Surtout, selon ces sources, cela risque d’amener des soldats à
commencer à mettre en question la politique et les ordres bien
plus que par le passé, en raison de la façon dont ils risquent
de les affecter personnellement. Le débat a d’ores et déjà lieu,
autour de la question : « Suis-je susceptible d’être tenu pour
responsable ? »
La
réponse apportée à cette question est susceptible de déterminer
potentiellement s’il sera possible de monter une offensive
massive contre une population dépourvue de toute force militaire
effective, comme à Gaza, ou si les bombardements de saturation,
les bombes à sous-munitions et l’uranium appauvri pourront être
ou non utilisés, comme au Liban. C’est là une perspective
redoutable pour le commandement militaire israélien, et
certaines sources, en Israël, pensent que la publication de la
liste des 200 (criminels de guerre sionistes) a d’ores et déjà
eu un tel effet.
Il est
toutefois plus vraisemblable qu’une telle mobilisation soit
quelque peu prématurée. Même s’il est peu vraisemblable
qu’Israël parviendra à faire re-rentrer le génie dans sa lampe à
huile, après la publication de la liste des 200. Celle-ci se
répand actuellement d’un lieu à un autre dans le cyberespace,
via des sites ouèbe et des méls (bien qu’Israël semble avoir
temporairement réussi à bannir cette liste de Facebook).

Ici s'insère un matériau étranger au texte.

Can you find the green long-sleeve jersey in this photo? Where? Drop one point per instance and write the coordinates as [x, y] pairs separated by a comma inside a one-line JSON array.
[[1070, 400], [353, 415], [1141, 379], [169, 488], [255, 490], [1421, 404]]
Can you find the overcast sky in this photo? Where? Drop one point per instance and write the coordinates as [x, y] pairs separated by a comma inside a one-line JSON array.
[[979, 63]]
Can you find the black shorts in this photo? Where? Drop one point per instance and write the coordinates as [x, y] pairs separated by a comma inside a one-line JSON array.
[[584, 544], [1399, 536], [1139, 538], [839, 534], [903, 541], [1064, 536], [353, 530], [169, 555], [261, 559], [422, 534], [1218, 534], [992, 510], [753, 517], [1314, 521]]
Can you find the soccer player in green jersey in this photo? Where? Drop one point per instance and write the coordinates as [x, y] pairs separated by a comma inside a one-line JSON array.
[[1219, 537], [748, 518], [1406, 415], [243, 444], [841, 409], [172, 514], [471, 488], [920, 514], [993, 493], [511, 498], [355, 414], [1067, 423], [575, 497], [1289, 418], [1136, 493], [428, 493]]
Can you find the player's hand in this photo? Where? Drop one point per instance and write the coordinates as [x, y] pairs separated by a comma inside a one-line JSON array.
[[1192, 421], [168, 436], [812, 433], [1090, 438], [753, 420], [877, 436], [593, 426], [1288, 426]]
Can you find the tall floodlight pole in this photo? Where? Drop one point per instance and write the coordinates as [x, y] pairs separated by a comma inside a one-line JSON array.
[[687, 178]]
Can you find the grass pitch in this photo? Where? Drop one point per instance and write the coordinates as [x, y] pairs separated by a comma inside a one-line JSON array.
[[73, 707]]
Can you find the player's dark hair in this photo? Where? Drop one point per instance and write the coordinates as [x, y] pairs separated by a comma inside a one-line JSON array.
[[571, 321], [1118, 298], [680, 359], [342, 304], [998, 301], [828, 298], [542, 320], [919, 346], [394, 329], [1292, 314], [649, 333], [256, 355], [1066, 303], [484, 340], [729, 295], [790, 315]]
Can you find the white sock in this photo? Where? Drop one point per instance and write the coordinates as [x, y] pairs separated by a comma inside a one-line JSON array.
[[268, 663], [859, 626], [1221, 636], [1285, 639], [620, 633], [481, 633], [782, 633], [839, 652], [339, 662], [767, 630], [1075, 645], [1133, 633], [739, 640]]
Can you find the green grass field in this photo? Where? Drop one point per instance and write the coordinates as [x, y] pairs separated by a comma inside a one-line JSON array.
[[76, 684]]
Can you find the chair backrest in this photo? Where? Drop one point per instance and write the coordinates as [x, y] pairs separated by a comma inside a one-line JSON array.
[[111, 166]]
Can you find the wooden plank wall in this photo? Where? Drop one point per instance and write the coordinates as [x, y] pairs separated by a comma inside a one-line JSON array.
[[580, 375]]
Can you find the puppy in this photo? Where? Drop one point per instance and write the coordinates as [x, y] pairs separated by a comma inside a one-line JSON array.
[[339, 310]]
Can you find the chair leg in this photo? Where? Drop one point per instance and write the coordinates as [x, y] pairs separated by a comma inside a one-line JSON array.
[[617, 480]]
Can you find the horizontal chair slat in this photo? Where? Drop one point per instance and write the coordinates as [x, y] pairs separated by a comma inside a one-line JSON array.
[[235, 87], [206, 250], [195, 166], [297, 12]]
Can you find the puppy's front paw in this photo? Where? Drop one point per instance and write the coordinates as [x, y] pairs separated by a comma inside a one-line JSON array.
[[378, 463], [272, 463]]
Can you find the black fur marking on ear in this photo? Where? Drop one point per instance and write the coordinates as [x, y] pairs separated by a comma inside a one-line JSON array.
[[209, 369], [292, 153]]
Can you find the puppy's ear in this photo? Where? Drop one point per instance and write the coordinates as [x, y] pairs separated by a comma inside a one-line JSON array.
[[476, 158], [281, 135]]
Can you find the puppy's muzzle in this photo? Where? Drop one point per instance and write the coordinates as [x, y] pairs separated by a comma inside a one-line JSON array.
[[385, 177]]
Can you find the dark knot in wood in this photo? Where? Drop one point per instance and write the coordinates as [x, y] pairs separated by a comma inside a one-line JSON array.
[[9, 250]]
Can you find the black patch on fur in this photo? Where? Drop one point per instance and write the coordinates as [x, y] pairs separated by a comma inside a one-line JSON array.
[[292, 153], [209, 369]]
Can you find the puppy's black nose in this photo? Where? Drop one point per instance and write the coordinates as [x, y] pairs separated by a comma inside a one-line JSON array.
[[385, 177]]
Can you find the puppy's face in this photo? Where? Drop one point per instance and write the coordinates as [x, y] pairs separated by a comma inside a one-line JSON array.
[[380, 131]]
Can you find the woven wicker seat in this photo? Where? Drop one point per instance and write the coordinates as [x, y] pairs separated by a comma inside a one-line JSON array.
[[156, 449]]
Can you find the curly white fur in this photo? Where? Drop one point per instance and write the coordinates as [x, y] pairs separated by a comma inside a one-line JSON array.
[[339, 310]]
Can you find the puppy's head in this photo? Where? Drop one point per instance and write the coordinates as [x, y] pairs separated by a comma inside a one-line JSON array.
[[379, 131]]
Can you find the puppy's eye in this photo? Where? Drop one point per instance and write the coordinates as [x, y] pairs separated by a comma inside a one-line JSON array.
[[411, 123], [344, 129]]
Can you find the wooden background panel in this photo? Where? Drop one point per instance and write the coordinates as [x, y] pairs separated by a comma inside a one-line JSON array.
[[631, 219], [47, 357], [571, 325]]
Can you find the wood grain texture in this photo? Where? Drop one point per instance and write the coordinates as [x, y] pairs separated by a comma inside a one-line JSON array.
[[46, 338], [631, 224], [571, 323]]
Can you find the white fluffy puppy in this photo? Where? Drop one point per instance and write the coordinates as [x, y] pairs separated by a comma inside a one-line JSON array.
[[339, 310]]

Toutefois, cette liste génèrera-t-elle des recherches plus
approfondies et la diffusion d’information sur les crimes en
puissance perpétrés par les individus qui y sont nommés, et
entraînera-t-elle la publication d’autres listes de même
nature ?
D’après ces sources israéliennes, l’armée, et
peut-être également d’autres instances, ont mis les bouchées
doubles pour retrouver les origines de cette fuite. C’est là une
réponse israélienne typique à ce genre de problème. Au lieu de
se demander pour quelle raison certains groupes ou certaines
individualités, en Israël, sont prêts à prendre d’énormes
risques pour obtenir que cette société soit tenue pour
responsable de ses actes, Israël préfère mettre le problème sur
le compte de juifs traîtres, haineux d’eux-mêmes et, pour tout
dire, antisémites, et d’instiller de la peur et de la haine, en
guise de moyens (foireux) censés éviter aux Israéliens d’avoir à
faire leur examen de conscience.
Paul Larudee est un des fondateurs des deux
mouvements Free Gaza ! et Free Palestine !, il est l’un des
organisateurs de l’International Solidarity Movement (ISM).